では、labelsはどこで使われているのでしょうか?これは、Trainerに標準実装されているcompute_lossメソッドで使われています。デフォルトのcompute_lossはDatasetが返す辞書のlabelsキーに入っている値を正解データとして扱います。ロス関数はラベルスムージングを適用したNLLロスとして実装されています。
TrainingArgumentsを以下の様に設定するとロスの経過がエポック毎に見えるようになると思います。

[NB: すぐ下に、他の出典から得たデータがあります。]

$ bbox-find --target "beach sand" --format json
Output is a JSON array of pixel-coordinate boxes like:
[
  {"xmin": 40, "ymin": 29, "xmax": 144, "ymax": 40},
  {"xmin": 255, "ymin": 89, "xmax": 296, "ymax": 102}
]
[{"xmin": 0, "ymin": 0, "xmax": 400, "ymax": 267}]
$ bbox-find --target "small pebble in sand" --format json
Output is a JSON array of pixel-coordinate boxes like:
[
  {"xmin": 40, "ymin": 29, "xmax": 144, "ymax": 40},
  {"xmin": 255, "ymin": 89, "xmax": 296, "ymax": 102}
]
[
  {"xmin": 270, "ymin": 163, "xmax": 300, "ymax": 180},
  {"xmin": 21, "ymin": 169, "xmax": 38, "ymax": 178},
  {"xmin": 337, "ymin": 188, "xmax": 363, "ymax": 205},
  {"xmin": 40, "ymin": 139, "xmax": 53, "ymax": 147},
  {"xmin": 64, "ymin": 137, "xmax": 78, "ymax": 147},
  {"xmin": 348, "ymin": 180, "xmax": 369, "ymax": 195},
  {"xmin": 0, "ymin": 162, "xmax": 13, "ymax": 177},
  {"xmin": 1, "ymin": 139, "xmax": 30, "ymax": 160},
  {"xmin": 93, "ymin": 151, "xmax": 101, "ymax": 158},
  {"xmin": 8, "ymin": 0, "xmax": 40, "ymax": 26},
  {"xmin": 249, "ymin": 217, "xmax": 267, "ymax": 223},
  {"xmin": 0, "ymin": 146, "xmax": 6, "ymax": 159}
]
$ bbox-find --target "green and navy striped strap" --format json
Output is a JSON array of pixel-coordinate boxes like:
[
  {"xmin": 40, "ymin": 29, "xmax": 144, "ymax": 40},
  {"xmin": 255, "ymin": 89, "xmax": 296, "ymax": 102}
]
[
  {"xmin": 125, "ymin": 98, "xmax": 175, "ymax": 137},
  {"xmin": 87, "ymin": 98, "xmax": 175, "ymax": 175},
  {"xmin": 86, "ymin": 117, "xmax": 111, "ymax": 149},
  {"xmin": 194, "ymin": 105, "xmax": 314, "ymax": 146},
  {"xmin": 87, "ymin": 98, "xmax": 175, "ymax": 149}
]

training_args = TrainingArguments(
    output_dir='./results',
    logging_strategy="epoch"
)

カスタムロスの書き方

ユーザー定義のロス関数を書きたい場合には、Trainerクラスをサブクラス化し、compute_lossメソッドをオーバライドする事で実現できます。

class MyTrainer(Trainer):
    def compute_loss(self, model, inputs, return_outputs=False):
        labels = inputs.pop("labels")
        logits = model(**inputs)
        loss = F.cross_entropy(logits, labels)
        return (loss, outputs) if return_outputs else loss

基本的にはこれだけでOKです。model引数にはTrainerに渡したモデルが、inputsにはDatasetが返す辞書が入っていますので、inputsを通してロス関数内で入力データを制御することができます。

まとめ

今回はtransformersのTrainerを使って学習をカスタムする基本的な方法を紹介しました。transformersには他にも、DeepSpeedとの連携、MLflow, WnadB, TensorBoardなどの実験管理ツールとの連携など様々なオプションがあります。これら発展的な機能については次回以降紹介していきたいと思います。